«Sobrevolando la ciudad» Marc Chagall. 1914

Marc Chagall y Bella Rosenfeld. Imagen obtenida en www.diariojudio.com


Un poco cansados de las mismas caras, los mismos buenos días en la tienda del barrio, los mismos zapatos polvorientos y los adoquines de siempre levantados en las aceras, Bella, con su vestido azul, y Marc, con su camisa verde, atravesaron la ventana. Cogieron un chal por si refrescaba y un paraguas por si llovía. Pasando el primer banco de niebla a la izquierda y apenas sin darse cuenta se sumergieron en el siglo XXI.

El primer edificio que vieron parecía perderse en las nubes. Siete arcos brillantes se superponían en orden decreciente y, coronándolos, una aguja apuntaba al cielo. Mientras ella recorría sus setenta y siete plantas con la vista, él tiró cariñosamente de su manga y le dijo: —»Venga, aún queda mucho por descubrir»—. Bella asintió con entusiasmo.

Atravesaron el océano. Desde arriba, sus aguas verdes y azules, como sus ropas, aparecían solo interrumpidas a ratos por largas y oblicuas líneas de espuma blanquecina. De vez en cuando se cruzaban con bandadas de pájaros que avanzaban en sentido contrario y se les quedaban mirando, quizás por no ser muy habitual toparse en esas alturas con seres humanos, volando en pareja por los cielos y sin alas. Pronto estuvieron al otro lado. Él fue el primero en ver un gran barco varado en tierra. Se extrañó, pensando para sus adentros que era imposible que semejante mole hubiese podido remontar el río corriente arriba. Estaba recubierto de ondulantes láminas de titanio que refulgían con la luz de la tarde. Al lado, una enorme araña de bronce extendía sus patas y proyectaba su sombra sobre las cabezas de algunos viandantes. Echó un último vistazo al conjunto antes de continuar. Definitivamente aquél no podía ser un buque para surcar los mares.

Un poco más al norte y tras un largo rato callados, ella soltó un infantil gritito, agudo y de puro gozo, una mezcla de diversión y sorpresa. Marc no la había oído porque el viento azotaba con fuerza allá arriba e iba pendiente de que Bella no se le escurriese de los brazos. Lo que parecía un enorme falo de hormigón, cristal y acero se elevaba a lo lejos por encima de la ciudad, y al ver la expresión de ella le correspondió con una sonrisa cómplice. La misma que le regalaba con tanta ternura cuando las mojigatas del pueblo se reían a sus espaldas al pasar delante de ellas, besándose como si tal cosa.

Prosiguieron su viaje hacia el Este, atravesando cordilleras nevadas, interminables estepas y un gran desierto que les llenó los ojos de arena y luz.
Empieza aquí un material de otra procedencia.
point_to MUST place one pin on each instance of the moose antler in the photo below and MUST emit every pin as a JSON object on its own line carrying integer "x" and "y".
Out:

Antes de aterrizar en el nuevo destino, miraron aquella formidable estructura de níveo mármol y no se pusieron de acuerdo. Según Bella, se trataba de una flor de loto como las que pintaba Monet en sus cuadros. Para Marc, sin duda era una enorme alcachofa como las que deshojaban en su cocina los primeros domingos de cada mes.

El último lugar en el que estuvieron antes de regresar se asemejaba a una serie de avisperos. Estaban dispuestos formando un cuadrado y proyectaban un blanco deslumbrante. Sus formas sinuosas, orgánicas, caprichosas. Sus aberturas al firmamento a modo de gigantescos tragaluces, sus pasarelas a distintos niveles y aquellas escaleras que subían y bajaban sin descanso… todo en conjunto hizo que Bella se quedase pasmada. Estaba convencida de que algo así debía de ser fruto de la imaginación de una mujer. Pero algo le sacó de su ensimismamiento. Notó que un aliento cálido empezaba a recorrerle los muslos, el ombligo, los pechos, el cuello… Sintió la necesidad de abrir sus ojos un poco más y eso fue lo que hizo, hasta encontrarse con los de Marc que la miraba con embelesada atención.

Dirigió su vista por unos instantes al gran ventanal que tenía a su derecha y de nuevo, mimosa y somnolienta, volteó su cara hacia la de él, se la sujetó con dulzura besándole en los párpados y, por último, le susurró al oído: —»Vámonos»—.